Een vrouw komt aangelopen en zet haar handtas op de balie. “Goedenavond! Even kijken wat ik wil kopen hoor…”
Ze pakt haar portemonnee uit de handtas en laat zich vervolgens inspireren door het aangeboden goed in de winkel. Uiteraard volg ik haar blik met interesse en als ik vooroverbuig en daardoor op die balie leun, voel ik een soort rare trilling. Vreemd. Ik kijk onder de balie, op zoek naar de oorzaak van deze gekke trilling. Ineens meen ik de trilling ook te horen. Een monotoon, vervelend, zoemend geluidje. De vrouw, ruim in de zestig, neemt intussen haar tijd.
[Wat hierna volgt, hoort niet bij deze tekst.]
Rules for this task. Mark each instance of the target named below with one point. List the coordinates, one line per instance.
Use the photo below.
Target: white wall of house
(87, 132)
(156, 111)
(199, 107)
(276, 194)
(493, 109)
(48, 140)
“De trein gaat pas over twintig minuten. Ik heb zin in íets, maar geen idee wat. Moeilijk”, mompelt ze, terwijl ze met haar duim en wijsvinger haar onderlip masseert. Zelf probeer ik inmiddels achter de oorzaak van die trilling te komen. Ik onderzoek nogmaals de balie, voel zelfs aan de grond om te kijken of het wellicht overal zo is. “Stom ook natuurlijk. Ik kom net van een hightea vandaan. Een vriendin van me heeft me even afgezet op het station. We hadden beter kunnen kijken wanneer de trein zou vertrekken. Bovendien hadden we nog genoeg over, ik had voldoende lekkers mee de trein in kunnen nemen. Maar ja, daar denk je pas achteraf aan”, mompelt de vrouw verder in zichzelf. En ineens heeft ze het: “Ah! Ik neem lekker zakje winegums en ik neem daar zo’n vruchtendrankje bij. C’est ça! Wat krijgt u van me?” De vrouw pakt haar handtas van de balie af en brengt deze met de artikelen en haar portemonnee richting de kassa. En gelijk is de trilling weg. De oorzaak zat dus in haar tas. Het kwartje valt ook direct bij me en bij haar ook. Onbeschaamd en kurkdroog: “Och hemel, ik denk dat ik beter de batterijen eruit kan halen. Dat ding springt de hele tijd aan.”